How did Malaya gather its corpus?
Contents
How did Malaya gather its corpus?#
Note
This tutorial is available as an IPython notebook here.
We use a translator to translate from a validated English dataset to a Bahasa dataset.
Everyone agrees that Google Translate is the best online translator in the world, but the problem here is that to subscribe to the translation API from Google Cloud is insanely expensive.
Good thing about https://translate.google.com/, is that it is open to the public internet! So we just need to code a headless browser using Selenium with PhantomJS as the backbone, that’s all!
You can check the source code here, translator/
from translate_selenium import Translate, Translate_Concurrent
Translate a sentence#
with open('sample-joy') as fopen:
dataset = list(filter(None, fopen.read().split('\n')))
len(dataset)
18
translator = Translate(from_lang = 'en', to_lang = 'ms')
You can get list of supported language in here, https://cloud.google.com/translate/docs/languages
%%time
translator.translate(dataset[0])
CPU times: user 4 ms, sys: 0 ns, total: 4 ms
Wall time: 1.23 s
'seorang lelaki yang saya mengagumi begitu banyak meminta saya untuk pergi bersamanya'
1.23 seconds, it took a very long time to translate a single sentence. What if you have 100k of sentences? It will cost you around 123000 seconds! Insane to wait!

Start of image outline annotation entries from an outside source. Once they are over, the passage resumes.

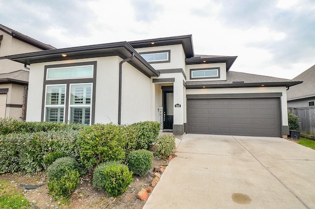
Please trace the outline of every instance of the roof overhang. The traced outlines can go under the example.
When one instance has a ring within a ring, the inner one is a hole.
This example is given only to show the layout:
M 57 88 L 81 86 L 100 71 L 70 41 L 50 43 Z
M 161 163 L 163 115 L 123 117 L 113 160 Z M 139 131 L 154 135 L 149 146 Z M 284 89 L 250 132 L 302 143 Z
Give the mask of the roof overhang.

So, we provide multihreading support so that you can concurrently translate multiple sentences.
Translate batch of strings#
translators = Translate_Concurrent(batch_size = 3, from_lang = 'en', to_lang = 'ms')
%%time
translators.translate_batch(dataset[:3])
100%|███████████████████████████████████| 1/1 [00:01<00:00, 1.44s/it]
CPU times: user 8 ms, sys: 12 ms, total: 20 ms
Wall time: 1.44 s
['kawan yang sudah berkahwin rapat hanya mempunyai anak pertamanya',
'pengenalan rapat menangis untuk saya saya merasa gembira kerana ada yang peduli',
'seorang lelaki yang saya mengagumi begitu banyak meminta saya untuk pergi bersamanya']
See, we predicted 3 sentences at almost wall time. You can increase the
batch_size
to any size you want, the only limit is your machine specs now, this method
will never trigger Google to block your IP as Malaya had already tested it with more
than 300k sentences.
Remember, 1 translator took quite a toll, here I spawned 10 translators, and below is the result of the top
command:
PID USER PR NI VIRT RES SHR S %CPU %MEM TIME+ COMMAND
14628 husein 20 0 3175700 398980 43036 S 33.6 2.4 5:38.05 phantomjs
14652 husein 20 0 3188824 408880 43084 S 29.9 2.5 5:34.62 phantomjs
14489 husein 20 0 3204708 411520 43064 S 28.6 2.5 5:35.29 phantomjs
14466 husein 20 0 3171668 400304 43008 S 24.6 2.5 5:26.74 phantomjs
14443 husein 20 0 3181056 403228 42916 S 21.9 2.5 5:26.24 phantomjs
14512 husein 20 0 3187592 416036 42956 S 20.3 2.6 5:30.03 phantomjs
14558 husein 20 0 3206104 419800 43640 S 19.9 2.6 5:30.76 phantomjs
14535 husein 20 0 3179416 405508 43196 S 18.3 2.5 5:27.54 phantomjs
14420 husein 20 0 3202472 422448 43064 S 17.6 2.6 5:26.78 phantomjs
14581 husein 20 0 3181132 401892 43056 S 16.3 2.5 5:33.48 phantomjs
1 translator costed me around:
PID USER PR NI VIRT RES SHR S %CPU %MEM TIME+ COMMAND
14628 husein 20 0 3175700 398980 43036 S 33.6 2.4 5:38.05 phantomjs
My machine specifications,
H/W path Device Class Description
======================================================
system G1.Sniper H6 (To be filled by O.E.M.)
/0 bus G1.Sniper H6
/0/3d processor Intel(R) Core(TM) i5-4690 CPU @ 3.50GHz
/0/42 memory 16GiB System Memory
/0/42/0 memory DIMM [empty]
/0/42/1 memory 8GiB DIMM DDR3 Synchronous 1600 MHz (0.6 ns)
/0/42/2 memory DIMM [empty]
/0/42/3 memory 8GiB DIMM DDR3 Synchronous 1600 MHz (0.6 ns)
/0/100 bridge 4th Gen Core Processor DRAM Controller
/0/100/1 bridge Xeon E3-1200 v3/4th Gen Core Processor PCI Express x16 Controller
/0/100/1/0 display GM206 [GeForce GTX 960]
/0/100/1/0.1 multimedia NVIDIA Corporation
So, beware of the CPU usage for your machine!